Er versuchte, einer Polizeikontrolle zu entgehen, doch am Ende wurde er selbst, zwei Polizisten und ein BMW-Fahrer bei einem Unfall verletzt: Nachdem die Beamten den 31-Jährigen in seinem Dacia lange Zeit auf der A3 in Unterfranken verfolgt hatten, fuhr er von der Autobahn ab. Entgegen der Fahrtrichtung raste er in Volkach (Landkreis Kitzingen) in einen Kreisverkehr und kollidierte dort mit einem BMW. Die Polizei geht davon aus, dass der gestohlene Dacia Grund für die gefährliche Fluchtaktion war.
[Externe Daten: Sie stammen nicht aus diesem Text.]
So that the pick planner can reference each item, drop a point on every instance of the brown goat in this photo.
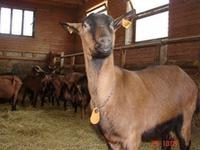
(133, 105)
(9, 88)
(59, 80)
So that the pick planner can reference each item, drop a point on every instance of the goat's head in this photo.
(97, 32)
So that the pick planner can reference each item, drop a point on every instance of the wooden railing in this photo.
(160, 45)
(24, 55)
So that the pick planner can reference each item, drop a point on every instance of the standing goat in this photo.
(133, 105)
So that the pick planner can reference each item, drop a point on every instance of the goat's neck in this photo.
(101, 78)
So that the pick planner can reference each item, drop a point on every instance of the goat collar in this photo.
(95, 116)
(106, 100)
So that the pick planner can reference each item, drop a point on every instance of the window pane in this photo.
(143, 5)
(152, 27)
(17, 22)
(101, 10)
(5, 20)
(28, 23)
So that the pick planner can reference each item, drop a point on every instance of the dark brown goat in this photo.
(133, 105)
(33, 86)
(9, 88)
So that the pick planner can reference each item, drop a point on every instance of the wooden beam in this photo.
(56, 2)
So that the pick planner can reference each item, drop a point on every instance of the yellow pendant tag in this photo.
(126, 23)
(95, 116)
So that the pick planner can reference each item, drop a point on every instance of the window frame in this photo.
(148, 13)
(22, 26)
(96, 7)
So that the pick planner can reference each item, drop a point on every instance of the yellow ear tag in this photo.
(95, 116)
(70, 30)
(126, 23)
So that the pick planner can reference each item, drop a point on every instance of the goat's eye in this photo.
(86, 26)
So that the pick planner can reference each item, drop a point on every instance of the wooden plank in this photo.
(123, 57)
(163, 54)
(62, 59)
(21, 58)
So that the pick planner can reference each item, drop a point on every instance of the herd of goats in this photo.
(70, 88)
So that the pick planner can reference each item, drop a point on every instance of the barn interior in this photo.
(163, 33)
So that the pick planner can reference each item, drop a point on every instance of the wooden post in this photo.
(199, 58)
(163, 54)
(62, 60)
(73, 58)
(123, 57)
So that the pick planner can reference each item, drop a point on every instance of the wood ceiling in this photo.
(62, 3)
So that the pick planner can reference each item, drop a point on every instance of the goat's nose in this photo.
(104, 41)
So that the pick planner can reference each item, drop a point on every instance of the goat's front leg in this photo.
(132, 142)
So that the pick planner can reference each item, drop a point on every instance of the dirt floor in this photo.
(51, 128)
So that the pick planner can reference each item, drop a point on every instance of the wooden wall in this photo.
(49, 36)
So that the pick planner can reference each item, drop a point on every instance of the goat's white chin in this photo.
(102, 53)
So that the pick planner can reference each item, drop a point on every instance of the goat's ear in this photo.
(125, 20)
(72, 27)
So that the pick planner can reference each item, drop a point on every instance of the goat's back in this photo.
(9, 85)
(155, 94)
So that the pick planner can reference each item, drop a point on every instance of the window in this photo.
(16, 21)
(152, 19)
(98, 9)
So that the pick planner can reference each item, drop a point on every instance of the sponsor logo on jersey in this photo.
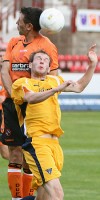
(20, 67)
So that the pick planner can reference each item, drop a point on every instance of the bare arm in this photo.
(5, 75)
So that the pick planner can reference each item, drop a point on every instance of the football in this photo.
(51, 21)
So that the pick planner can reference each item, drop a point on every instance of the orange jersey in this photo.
(18, 53)
(2, 93)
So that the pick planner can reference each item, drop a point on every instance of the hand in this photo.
(62, 87)
(92, 55)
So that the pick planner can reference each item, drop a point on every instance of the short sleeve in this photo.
(17, 92)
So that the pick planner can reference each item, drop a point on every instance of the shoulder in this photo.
(20, 81)
(46, 39)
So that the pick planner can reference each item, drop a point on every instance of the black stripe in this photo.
(27, 146)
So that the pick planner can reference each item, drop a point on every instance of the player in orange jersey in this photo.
(42, 150)
(15, 66)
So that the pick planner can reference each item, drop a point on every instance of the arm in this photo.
(5, 75)
(81, 84)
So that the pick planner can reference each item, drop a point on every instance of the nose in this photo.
(17, 22)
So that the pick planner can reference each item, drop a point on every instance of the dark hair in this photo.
(31, 58)
(32, 15)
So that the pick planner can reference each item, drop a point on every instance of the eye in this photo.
(46, 60)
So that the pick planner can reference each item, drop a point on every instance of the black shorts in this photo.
(13, 134)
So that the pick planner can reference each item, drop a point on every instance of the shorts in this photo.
(1, 143)
(45, 159)
(13, 134)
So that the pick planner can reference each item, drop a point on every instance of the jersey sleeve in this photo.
(11, 43)
(19, 88)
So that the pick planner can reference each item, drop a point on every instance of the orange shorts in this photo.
(1, 144)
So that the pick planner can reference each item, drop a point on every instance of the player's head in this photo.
(29, 20)
(40, 62)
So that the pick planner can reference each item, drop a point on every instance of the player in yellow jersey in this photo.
(16, 65)
(42, 121)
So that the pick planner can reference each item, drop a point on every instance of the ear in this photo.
(48, 70)
(30, 65)
(29, 26)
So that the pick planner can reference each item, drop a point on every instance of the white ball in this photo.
(51, 21)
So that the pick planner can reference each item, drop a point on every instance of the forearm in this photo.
(37, 97)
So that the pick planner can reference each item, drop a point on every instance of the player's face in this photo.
(40, 64)
(21, 26)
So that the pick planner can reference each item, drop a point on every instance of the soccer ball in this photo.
(51, 21)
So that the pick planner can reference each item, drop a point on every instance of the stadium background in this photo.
(82, 29)
(81, 146)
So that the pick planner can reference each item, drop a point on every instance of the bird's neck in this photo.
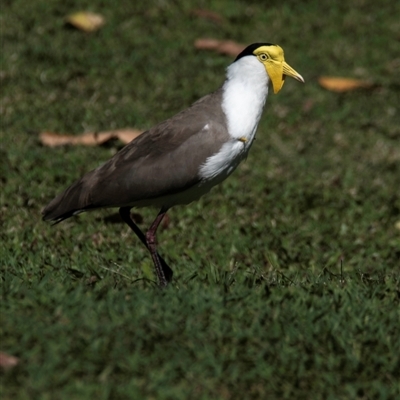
(244, 93)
Der Sachschaden ist hoch - die aktuelle Schätzung liegt bei rund 120.000 Euro. Die Polizei hat jedoch schon eine Vermutung, was der Grund für die riskante Flucht des 31-Jährigen sein könnte: "Momentan gehen wir davon aus, dass es sich bei dem Dacia um ein gestohlenes Fahrzeug handelt", so der Sprecher am Dienstagmorgen. Im Geldbeutel des Mannes stellten die Polizisten zudem eine geringe Menge Marihuana sicher.